In this paper, an innovative method has been presented to automatically classify textual descriptions in cultural heritage records with the label “high quality” or “low quality”. Not only we show that machine learning approaches yield good results in the task, but we also provide insights into the classifier behaviour when dealing with different domains, as well as into the amount of training data needed for classification, given that manual annotation is a time-consuming activity.

The proposed approach has several advantages: it does not require any in-depth linguistic analysis and feature engineering, since the only features given in input to the classifier are FastText word embeddings. Besides, both SVM and MLR\(_\text {ft}\) are less computationally intensive and energy-consuming than well-known deep learning approaches, and no specific computational infrastructure (e.g. GPU) is needed to launch the experiments. A key finding of this paper is also the importance of the domain in the classification experiments but also in the manual creation of training data: without an expert in cultural heritage, it would be impossible to create manually annotated data and to judge the performance of the classifiers from a qualitative point of view. Crowd-sourcing approaches to data annotation, which are often adopted to annotate large amounts of linguistic data through platforms such as Amazon Mechanical Turk, could not be used in our scenario, since laypeople would not have the necessary knowledge to judge the compliance of descriptions with the corresponding guidelines. This confirms the importance of multi-disciplinary work in the digital humanities, where technological skills and humanities knowledge are both necessary to achieve the project goals.

In the future, we plan to further extend this work in different research directions. As a short-term goal, we would like to compare the performance of our classifiers with other classification algorithms, including deep-learning ones. Another configuration we would like to evaluate is the use of transformer-based contextual embeddings like BERT [11] instead of word embeddings, since they provide a representation of entire chunks of text and not just at word level. This may help in better discriminating different textual contexts, i.e. dealing with different domains. An additional set of experiments could concern extending the evaluation to collections from different countries, therefore tackling descriptions in multiple languages, taking advantage of the fact that our approach does not require language-specific text processing. Moreover, another future research direction we plan to investigate is the benefit of leveraging knowledge beyond the textual content (e.g. knowledge bases, taxonomies, source authorities) to improve the assessment of description quality, especially in combination with the machine learning approaches we considered.

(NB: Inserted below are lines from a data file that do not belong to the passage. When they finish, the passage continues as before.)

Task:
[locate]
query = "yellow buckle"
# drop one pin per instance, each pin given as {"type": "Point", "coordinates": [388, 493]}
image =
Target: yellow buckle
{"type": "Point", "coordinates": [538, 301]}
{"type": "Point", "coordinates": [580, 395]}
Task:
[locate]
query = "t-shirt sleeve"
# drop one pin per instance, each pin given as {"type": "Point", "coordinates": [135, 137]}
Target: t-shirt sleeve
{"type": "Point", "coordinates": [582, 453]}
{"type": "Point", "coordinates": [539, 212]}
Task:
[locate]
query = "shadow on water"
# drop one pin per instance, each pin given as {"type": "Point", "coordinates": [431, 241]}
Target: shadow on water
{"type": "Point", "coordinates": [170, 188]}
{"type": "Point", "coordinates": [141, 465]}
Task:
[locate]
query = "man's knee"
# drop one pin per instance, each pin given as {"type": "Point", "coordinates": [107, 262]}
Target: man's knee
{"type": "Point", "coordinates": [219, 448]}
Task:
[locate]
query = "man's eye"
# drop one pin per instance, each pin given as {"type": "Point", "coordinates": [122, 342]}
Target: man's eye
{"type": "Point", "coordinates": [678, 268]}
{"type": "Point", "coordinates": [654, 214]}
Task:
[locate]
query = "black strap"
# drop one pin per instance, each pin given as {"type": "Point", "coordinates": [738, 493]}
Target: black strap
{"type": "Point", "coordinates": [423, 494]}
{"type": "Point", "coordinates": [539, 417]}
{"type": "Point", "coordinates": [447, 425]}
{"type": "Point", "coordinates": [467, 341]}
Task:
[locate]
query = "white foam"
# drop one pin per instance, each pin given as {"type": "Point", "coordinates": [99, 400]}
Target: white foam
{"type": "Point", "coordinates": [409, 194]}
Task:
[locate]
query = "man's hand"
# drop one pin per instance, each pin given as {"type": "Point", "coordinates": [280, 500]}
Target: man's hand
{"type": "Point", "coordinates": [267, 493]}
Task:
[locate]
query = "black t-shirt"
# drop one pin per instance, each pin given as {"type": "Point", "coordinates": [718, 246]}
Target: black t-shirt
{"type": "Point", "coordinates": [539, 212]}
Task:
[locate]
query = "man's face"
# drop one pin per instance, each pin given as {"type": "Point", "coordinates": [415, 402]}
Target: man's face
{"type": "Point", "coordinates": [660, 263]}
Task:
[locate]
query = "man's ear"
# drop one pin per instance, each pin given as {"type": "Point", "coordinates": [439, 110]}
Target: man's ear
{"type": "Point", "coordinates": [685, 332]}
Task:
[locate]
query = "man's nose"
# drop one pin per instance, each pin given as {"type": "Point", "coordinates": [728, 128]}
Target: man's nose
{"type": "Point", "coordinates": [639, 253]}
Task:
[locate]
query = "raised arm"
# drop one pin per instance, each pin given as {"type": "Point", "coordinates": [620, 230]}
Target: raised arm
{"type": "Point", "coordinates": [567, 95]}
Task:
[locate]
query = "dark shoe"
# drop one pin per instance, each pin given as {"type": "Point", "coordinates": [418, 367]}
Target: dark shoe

We see the evaluation of description quality just as one step towards a comprehensive framework for the automated assessment of metadata quality. We have already dealt with completeness in the past [22] using statistical measures. Given the promising results obtained both with Completeness and with description quality, we would like to operationalise other parameters proposed in the literature [5, 28], again using AI-based technologies. For example, Coherence may be measured by cross-checking information present in different metadata fields (e.g. the content provided, when available, in the dc:subject field is inevitably related to the content of the dc:description one) using text processing and semantic web technologies.

We would like also to address a main limitation of our approach, i.e. the fact that we consider description quality as something that can be observed and measured only considering the textual component of a cultural heritage record and its compliance with ICCD guidelines. An actual assessment, with broader practical implications, should include also the item image and check the existing (or missing) correspondences between textual and visual content. This further level of analysis would require multimodal approaches, which we would like to explore as a next step in our investigation, taking advantage of existing infrastructures that support the curation of metadata, record content and images through the same interface [12].